12 Palm & Palm Kernel Oil
Palm oil is extracted from the fruit of a palm tree and is 52 percent saturated, while palm kernel oil, taken from the palm seed, is 86 percent saturated. Because of its higher saturated fat content, giving it a longer shelf life, palm kernel oil is typically used in more commercially processed foods. Almost 80 percent of the world’s palm oil comes from Malaysia and Indonesia, where rainforests have been devastated to make way for palm plantations. Sadly, this large-scale production is threatening the habitat of the orangutan, an animal that advocacy groups say risks extinction. In an effort to combat these effects, the Roundtable on Sustainable Palm Oil (RSPO) has established criteria for companies to source sustainable palm oil. Products that comply have the RSPO certification.
13 Avocado Oil
The fat profile of avocado oil is nearly identical to that of olive oil. About 70 percent is monounsaturated fat (MUFA), and the rest is about half saturated and half polyunsaturated fat. This composition puts avocado oil on the heart-healthy list for many nutrition experts who tout the benefits of the Mediterranean diet, rich in MUFAs from olives and olive oil, nuts and seeds. Avocado oil has a greenish color and a buttery flavor characteristic of avocados. Use avocado oil to give a rich flavor to salad dressings or for drizzling over foods. It can also be used in cooking because it has a high smoke point (from 375 to 500 degrees Fahrenheit, depending on the manufacturer).
14 Vegetable Oil
Products labeled “vegetable oil” may be made from one or more plant oils and are often a blend of soybean and other oils like corn and canola. Although vegetable oils are high in heat-fragile polyunsaturated fats (PUFAs), they are commonly refined for use in cooking and tend to have a relatively high smoke point of 440 degrees Fahrenheit or greater. The ingredients in vegetable oils typically come from plants that are grown widely in genetically modified varieties, so if you’re concerned about GMOs, be sure to choose products labeled “organic.”
15 Olive Oil
“Some 75 percent of the fats in olive oil come in the form of the monounsaturated oleic acid,” says chef Rebecca Katz, author of “The Healthy Mind Cookbook.” Olive oil is “renowned as a key element in a heart-healthy diet,” adds Katz, “and has been linked in studies to improved memory and better overall brain functioning.” This understanding stems from studies of people eating a Mediterranean diet, in which olive oil is a major component. Some people believe that the relatively low smoke point of extra virgin olive oil (325 to 375 degrees Fahrenheit) means it shouldn’t be used for cooking.
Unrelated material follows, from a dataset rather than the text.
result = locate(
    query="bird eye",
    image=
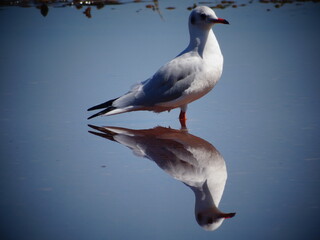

But Katz says this isn’t a problem if you use it properly. “Whenever you are cooking with oil always heat your pan first, then add the oil, and once the oil begins to shimmer add your food. As soon as food is added to the pan the smoke point drops. That’s why you can saute with olive oil and not have it be a problem.”
16 Ghee
When it comes to healthy cooking oils, Rebecca Katz, executive chef for the Food As Medicine professional training program and author of a number of healthful cookbooks including “The Cancer-Fighting Kitchen” and “The Longevity Kitchen,” is a fan of ghee. “I like to stick to oils and fats that have been around a long time. Ghee is great to cook with,” says Katz. Whereas butter contains a small amount of water and some milk compounds, ghee is pure fat (about two-thirds saturated and one-third monounsaturated). “All the milk solids have been skimmed off,” adds Katz, “so it’s great for people who are lactose and/or casein intolerant.” This process also raises the smoke point, making ghee a better choice than butter for cooking at high temperatures. The smoke point of ghee will vary depending on its purity and how long it has been stored, but some culinary guides put the smoke point of ghee as high as 450 degrees Fahrenheit. Keep in mind that just one tablespoon of ghee contains eight grams of saturated fat (the type that nutrition experts advise eating less of to improve heart health), so use it sparingly.
Not all cooking fats and oils are created equal. The fat types affect the nutrition quality of the oil as well as its uses in the kitchen.